Tuesday night, I was defining something for her in French--a practice that the Alliance Française might not endorse, but Caroline has requested in order to save time. I started to explain, in French, “imagine if you,” and the informal “tu” just slipped out. And sat there like a floundering, flippy fish on the table. Uncomfortable. Obvious. Wrong.
Allow me to interject that, for the six months I worked at the magazine, I was the nerd using “vous” with all the hip fashion assistants on the phone (my age), until I heard them “tu” me first.

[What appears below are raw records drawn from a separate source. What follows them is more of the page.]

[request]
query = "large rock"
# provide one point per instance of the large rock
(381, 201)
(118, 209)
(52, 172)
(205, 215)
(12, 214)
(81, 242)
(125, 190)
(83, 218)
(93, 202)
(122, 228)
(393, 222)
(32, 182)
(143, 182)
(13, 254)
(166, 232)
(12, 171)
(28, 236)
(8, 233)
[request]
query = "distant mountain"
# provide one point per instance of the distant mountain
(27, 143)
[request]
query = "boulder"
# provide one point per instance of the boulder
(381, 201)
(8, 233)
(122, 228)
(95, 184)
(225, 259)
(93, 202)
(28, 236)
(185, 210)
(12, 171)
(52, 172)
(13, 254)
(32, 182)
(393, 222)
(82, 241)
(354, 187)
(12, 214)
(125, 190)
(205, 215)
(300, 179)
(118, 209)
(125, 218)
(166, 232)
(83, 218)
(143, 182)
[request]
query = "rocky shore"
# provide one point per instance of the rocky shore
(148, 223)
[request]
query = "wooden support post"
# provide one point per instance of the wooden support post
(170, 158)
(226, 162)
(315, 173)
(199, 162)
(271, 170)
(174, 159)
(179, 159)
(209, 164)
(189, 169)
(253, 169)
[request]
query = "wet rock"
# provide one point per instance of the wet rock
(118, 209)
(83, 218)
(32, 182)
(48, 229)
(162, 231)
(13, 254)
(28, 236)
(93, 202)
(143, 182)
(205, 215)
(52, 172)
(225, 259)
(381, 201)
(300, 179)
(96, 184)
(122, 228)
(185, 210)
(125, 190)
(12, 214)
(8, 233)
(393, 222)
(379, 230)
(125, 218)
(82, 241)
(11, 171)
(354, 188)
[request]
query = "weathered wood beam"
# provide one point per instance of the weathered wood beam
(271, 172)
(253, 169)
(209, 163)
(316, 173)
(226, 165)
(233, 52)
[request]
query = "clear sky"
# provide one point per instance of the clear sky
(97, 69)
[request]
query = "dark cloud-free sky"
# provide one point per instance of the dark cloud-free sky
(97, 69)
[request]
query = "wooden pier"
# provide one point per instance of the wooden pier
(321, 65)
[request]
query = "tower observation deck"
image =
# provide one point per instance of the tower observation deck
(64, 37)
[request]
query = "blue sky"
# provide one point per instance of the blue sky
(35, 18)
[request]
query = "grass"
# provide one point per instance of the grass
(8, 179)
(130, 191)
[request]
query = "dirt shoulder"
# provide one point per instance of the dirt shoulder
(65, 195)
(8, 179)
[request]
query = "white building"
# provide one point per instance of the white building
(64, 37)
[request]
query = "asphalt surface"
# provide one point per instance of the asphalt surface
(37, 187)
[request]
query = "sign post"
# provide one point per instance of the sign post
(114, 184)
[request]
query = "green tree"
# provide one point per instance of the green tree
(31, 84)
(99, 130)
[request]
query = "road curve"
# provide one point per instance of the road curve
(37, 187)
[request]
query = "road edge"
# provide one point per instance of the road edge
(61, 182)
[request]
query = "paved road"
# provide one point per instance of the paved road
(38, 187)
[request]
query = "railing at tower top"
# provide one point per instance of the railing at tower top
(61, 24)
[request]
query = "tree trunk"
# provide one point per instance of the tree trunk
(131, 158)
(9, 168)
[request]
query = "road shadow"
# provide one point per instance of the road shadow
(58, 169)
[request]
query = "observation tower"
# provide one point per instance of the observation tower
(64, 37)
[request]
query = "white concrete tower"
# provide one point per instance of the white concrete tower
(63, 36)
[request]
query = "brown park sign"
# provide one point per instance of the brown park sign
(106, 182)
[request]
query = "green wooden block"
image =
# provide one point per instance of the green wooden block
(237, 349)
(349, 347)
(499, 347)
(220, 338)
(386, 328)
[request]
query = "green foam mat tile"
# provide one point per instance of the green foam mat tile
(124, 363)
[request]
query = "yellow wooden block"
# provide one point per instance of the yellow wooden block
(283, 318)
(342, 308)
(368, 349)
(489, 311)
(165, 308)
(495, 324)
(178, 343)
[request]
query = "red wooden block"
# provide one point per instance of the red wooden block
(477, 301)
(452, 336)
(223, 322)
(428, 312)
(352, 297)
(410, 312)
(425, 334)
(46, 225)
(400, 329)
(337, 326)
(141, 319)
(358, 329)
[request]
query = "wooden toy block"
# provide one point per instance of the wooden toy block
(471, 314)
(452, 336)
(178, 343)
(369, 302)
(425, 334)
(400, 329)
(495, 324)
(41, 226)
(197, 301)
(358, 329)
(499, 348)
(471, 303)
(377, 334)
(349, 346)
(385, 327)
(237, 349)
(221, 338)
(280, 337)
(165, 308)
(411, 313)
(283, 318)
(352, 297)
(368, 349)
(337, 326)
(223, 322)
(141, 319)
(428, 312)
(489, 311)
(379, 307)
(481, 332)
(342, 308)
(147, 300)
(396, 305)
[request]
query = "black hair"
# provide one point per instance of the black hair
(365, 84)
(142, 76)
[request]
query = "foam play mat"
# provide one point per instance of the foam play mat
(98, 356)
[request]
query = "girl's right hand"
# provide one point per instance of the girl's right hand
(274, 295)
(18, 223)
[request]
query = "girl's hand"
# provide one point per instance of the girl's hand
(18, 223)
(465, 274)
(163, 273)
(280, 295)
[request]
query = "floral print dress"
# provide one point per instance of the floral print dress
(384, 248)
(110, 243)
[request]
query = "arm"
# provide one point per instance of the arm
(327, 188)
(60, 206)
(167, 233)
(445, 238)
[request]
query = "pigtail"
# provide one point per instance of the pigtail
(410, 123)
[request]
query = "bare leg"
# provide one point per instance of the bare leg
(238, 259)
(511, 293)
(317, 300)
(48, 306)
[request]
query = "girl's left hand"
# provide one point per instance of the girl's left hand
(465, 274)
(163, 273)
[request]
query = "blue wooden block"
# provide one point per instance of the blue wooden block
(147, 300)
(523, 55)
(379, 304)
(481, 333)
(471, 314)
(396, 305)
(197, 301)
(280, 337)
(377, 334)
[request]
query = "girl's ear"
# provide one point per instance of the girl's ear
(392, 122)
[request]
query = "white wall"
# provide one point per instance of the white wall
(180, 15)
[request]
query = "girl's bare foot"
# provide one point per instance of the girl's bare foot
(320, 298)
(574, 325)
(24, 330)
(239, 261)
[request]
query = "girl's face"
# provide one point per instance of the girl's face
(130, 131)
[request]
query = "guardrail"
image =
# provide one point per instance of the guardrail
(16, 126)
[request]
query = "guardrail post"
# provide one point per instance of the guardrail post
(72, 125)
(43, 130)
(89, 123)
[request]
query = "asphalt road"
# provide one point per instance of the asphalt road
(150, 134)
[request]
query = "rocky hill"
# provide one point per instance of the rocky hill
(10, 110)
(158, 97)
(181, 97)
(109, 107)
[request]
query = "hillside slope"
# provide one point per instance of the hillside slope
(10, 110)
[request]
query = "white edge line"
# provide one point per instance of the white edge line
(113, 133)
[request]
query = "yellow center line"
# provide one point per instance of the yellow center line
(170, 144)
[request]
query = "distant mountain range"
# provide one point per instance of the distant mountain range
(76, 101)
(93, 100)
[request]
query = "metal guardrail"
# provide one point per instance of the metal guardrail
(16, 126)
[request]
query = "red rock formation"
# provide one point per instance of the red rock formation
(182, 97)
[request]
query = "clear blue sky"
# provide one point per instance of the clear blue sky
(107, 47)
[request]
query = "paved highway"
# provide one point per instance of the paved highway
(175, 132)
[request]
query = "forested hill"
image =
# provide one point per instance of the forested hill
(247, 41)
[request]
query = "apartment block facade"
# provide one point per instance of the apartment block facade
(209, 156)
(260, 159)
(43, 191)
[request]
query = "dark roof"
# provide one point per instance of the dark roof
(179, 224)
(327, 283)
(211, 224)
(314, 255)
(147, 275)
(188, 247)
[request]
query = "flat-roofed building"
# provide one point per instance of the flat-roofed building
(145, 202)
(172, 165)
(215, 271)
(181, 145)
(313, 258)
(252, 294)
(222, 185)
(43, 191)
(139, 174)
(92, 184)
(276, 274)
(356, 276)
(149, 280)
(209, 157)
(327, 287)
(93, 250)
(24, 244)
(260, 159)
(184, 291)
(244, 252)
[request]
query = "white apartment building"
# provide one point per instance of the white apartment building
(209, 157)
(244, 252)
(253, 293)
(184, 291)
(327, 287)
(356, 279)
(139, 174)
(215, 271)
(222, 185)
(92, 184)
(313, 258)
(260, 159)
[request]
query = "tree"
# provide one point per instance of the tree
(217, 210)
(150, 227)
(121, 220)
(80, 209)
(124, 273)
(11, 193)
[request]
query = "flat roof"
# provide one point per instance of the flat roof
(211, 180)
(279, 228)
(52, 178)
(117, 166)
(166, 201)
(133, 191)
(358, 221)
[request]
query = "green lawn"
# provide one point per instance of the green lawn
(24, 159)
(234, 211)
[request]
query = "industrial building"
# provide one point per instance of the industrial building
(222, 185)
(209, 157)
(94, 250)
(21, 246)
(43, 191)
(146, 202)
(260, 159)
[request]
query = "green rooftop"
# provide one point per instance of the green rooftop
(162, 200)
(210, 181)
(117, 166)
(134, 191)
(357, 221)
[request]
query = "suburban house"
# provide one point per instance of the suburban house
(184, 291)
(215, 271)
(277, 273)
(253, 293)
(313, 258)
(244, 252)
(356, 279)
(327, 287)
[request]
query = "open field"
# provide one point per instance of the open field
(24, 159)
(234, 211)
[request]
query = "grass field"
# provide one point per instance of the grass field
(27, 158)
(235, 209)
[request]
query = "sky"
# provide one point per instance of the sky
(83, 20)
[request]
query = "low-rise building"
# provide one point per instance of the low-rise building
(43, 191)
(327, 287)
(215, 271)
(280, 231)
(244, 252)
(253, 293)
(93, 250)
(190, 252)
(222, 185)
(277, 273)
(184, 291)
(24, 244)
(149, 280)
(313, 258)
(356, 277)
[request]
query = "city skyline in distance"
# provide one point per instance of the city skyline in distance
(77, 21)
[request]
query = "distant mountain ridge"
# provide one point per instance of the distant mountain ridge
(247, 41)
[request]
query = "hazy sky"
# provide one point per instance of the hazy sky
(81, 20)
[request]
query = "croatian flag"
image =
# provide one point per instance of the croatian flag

And then I still usually stuck with “vous.” But with a woman of Caroline's age, well, there should be no question.
“Imagine si tu...”
Flip flip. Flip flip.
I felt like Ralphie just after he’s muttered the “F” word.
What do you do at this point? Once you’ve left a nice, fat, third-trimester pause? Do you clear your throat, smile, and say “VOUS” meaningfully? That seems so fey. Do you simply excuse yourself, or do you carry on like it never happened?
Me? I excused myself, then carried on, as one must when one is being paid by the hour.